Images from Mopar Action Magazine
This is George Cox's Hemi powered D-100 stepside.
As you can imagine, this beast a terror on the street. The 392 Hemi power really adds to the creativity points and undoubtedly the fun factor. The striking features, other than the powertrain include the oak bed, chrome smoke stacks and unique bed side spare. This truck is built clearly to match the likes of the owner, not going trends. Trends are nice, but how often do you see a vehicle like this exemplifying unique style and creativity?

Building up a '61-'71 Dodge Truck is actually quite unique to start with. Sadly, these trucks are not often customized. The numbers of F*#d and especially Ch&%y trucks in custom form massively outweigh those Dodge Trucks from the same vintage. But how creative is it to build up a Ch&%y or F*#d? For instance, how many old Ch&%y truck parts suppliers are out there? Tons. It is much more challenging to find parts for and build up a Dodge Truck as they require more effort. As you can see in the above instances, there is no doubt that the owners enjoy the end results of their hard work.

Ed Bogiano's '69 1/2 ton
Image from Hemmings Motor News
Here is a prime example of a restored original Dodge Truck. With a 383 and a 4-spd, one can just see Ed cruzin' around with a big smile on his face. Origially bought in Houston Texas from the original owner, Ed used Hemmings Motor News to find parts for it. Ed's truck is a testament to the fact that parts for these vehicles do exist and where one can find them.

Low Down and Primer Perfect
Photo submitted by Steve Botkin.
Who needs a big-buck rod to look cool? This early sixties Dodge shortbox has everything one needs; good lookin' wheels shod in street treads, shaved trim and emblems, as well as a low stance. Under the hood is a slant-six detailed in turquoise anc chrome. Bodywise, all emblems were shaved, the tailgate was molded in, and the taillights were frenched. This is much like "The Chopper" above, but is an earlier model with a slightly different focus.

Bill Cain's '67 A-100
Images from High Performance Mopar Magazine
If it's hard to find a A-100 pickup, imagine how hard it is to find one as nice as this! Complete with Mustang II independent front suspension and a pro street rear setup, it's functional and fast. Speaking of speedy, the body was appropriately painted in Viper Red. Running 10s in the 1320 must be exhilarating.

Motivated by a stroked 440 with B-1 aluminiun heads, the total displacement comes out to 498ci. Along with NOS, 11.5:1 compression, roller cam and 1150-cfm Holley Dominator the powerplant is nothing to laugh at. Distribution of such great forces are handled by a 727 tranny prepped by Bill himself, and a Dana 60 rear with 4.56 gears.

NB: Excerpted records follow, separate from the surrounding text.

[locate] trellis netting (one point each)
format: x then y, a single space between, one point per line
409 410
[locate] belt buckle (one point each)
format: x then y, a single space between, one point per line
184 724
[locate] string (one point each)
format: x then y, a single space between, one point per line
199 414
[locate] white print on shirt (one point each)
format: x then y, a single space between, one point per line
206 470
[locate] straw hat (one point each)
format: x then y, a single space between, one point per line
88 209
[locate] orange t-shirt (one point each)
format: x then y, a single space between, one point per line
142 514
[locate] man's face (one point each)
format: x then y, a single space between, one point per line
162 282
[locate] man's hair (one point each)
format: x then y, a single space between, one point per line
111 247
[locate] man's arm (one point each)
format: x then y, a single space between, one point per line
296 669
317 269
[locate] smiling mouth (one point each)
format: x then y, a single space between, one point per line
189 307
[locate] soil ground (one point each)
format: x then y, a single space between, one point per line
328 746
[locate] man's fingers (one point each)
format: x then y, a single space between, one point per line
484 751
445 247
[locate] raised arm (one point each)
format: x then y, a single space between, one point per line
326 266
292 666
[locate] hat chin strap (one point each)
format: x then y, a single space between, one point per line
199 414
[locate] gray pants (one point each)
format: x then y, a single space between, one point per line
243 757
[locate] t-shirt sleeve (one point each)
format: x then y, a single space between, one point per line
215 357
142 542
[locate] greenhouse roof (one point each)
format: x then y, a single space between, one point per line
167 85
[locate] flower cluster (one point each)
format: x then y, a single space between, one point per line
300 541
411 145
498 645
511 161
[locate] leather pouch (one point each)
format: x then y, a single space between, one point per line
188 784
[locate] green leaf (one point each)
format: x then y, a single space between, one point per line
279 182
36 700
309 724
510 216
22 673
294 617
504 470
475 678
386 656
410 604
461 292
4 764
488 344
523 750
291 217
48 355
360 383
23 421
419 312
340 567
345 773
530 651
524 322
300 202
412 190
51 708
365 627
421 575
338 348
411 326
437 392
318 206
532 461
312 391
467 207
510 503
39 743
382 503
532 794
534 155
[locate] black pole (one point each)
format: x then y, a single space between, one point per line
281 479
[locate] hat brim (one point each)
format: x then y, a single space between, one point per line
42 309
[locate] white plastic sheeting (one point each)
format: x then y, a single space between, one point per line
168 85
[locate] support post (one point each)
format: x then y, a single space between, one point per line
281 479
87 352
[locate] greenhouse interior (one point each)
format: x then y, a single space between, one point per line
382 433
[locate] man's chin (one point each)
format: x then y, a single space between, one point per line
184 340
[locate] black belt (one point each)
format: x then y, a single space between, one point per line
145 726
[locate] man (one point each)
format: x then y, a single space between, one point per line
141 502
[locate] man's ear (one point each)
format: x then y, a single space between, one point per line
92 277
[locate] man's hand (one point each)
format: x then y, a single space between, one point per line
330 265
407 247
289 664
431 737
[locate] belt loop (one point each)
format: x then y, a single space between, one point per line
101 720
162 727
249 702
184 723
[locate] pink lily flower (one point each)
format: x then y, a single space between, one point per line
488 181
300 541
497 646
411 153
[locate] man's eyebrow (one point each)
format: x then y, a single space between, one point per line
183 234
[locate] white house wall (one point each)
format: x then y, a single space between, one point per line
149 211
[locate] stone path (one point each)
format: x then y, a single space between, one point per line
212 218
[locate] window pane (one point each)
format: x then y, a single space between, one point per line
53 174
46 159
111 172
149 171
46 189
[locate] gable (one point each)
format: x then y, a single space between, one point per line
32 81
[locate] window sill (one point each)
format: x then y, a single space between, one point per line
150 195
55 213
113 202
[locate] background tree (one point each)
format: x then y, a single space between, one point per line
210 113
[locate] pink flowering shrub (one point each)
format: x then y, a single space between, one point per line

Charlie Buzzell's Mid-Engined A-100
Mid-Engine Hemi Powered A-100
Image from Mopar Action Magazine
A-100 owners know exactly what they're doing when building up their trucks, and Charlie's Hemi powered version is no exception. If the vertical exhaust collector pipes aren't quite obvious enough, there's also enough polished chrome and orange motor mounted in the bed of this beast to make one quake.

Specifics on Charlie's rig include 3.23 Sure-Grip rear, Blown 426 Hemi motorvation, custom engineered drive system (due to Hemi location), 4-core radiator, and a parachute.

David Mayrand's Slightly Modified `69
Another clean example of a D-100 shortbox is David Mayrand's `69. Although he says that it is only slightly modified, there's more to the story. The 0.030 over 383 under the hood came from a `70 Cuda and has a number of power enhancements and dress up items. The powertrain includes a narrowed 8 3/4 rear differential with a 3.91 ratio Sure-Grip pumpkin to make sure the tires hook (or that both fry off at once). The body has been shaved of all emblems except the D-100 designators and the bright yellow paint is off of a F*#d Probe. Keeping it all in the family, David got his Father in-law to help him with the body mods. Plans to gain better handling via a Cordoba front suspension graft are proposed for the near future.